Así la vida desaparece transformándose en nada. La automatización devora los objetos, los hábitos, los muebles, la mujer y el miedo a la guerra. «Si la vida compleja de tanta gente se desenvuelve inconscientemente, es como si esa vida no hubiese existido». Para dar sensación de vida, para sentir los objetos, para percibir que la piedra es piedra, existe eso, cine se llama arte. La finalidad del arte es dar una sensación del objeto como visión y no como reconocimiento; los procedimientos del arte son los de la singularización de los objetos, y el que consiste en oscurecer la forma, en aumentar la dificultad y la duración de la percepción. El acto de percepción es en arte un fin en sí y debe ser prolongado.

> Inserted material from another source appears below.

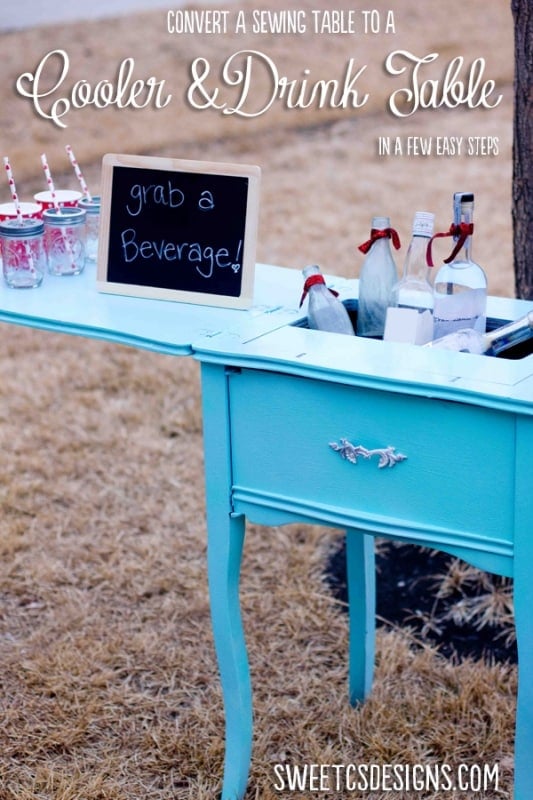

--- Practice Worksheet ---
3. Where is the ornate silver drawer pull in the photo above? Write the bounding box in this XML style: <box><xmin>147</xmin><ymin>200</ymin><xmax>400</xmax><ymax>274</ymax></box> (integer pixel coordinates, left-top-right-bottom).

El arte es un medio de experimentar el devenir del objeto: lo que ya está «realizado» no interesa para el arte.

La vida de la obra poética (la obra de arte) se extiende de la visión al reconocimiento, de la poesía a la prosa, de lo concreto a lo abstracto, del Quijote, hidalgo pobre e ilustrado que lleva inconscientemente la humillación a la corte del duque, al Quijote de Turgueniev, imagen amplia pero vacía, de Carlomagno a la palabra korol[4]. A medida que las obras y las artes mueren, van abarcando dominios cada vez más vastos; la fábula es más simbólica que el poema, el proverbio más simbólico que la fábula. Es por este motivo que la teoría de Potebnia era la menos contradictoria en el análisis de la fábula, que él había estudiado exhaustivamente; pero ella no cuadraba a las obras artísticas reales, por lo cual el libro de Potebnia no podía concluirse. Como se sabe, las Notas sobre la teoría de la literatura fueron editadas en 1905, trece años después de la muerte del autor.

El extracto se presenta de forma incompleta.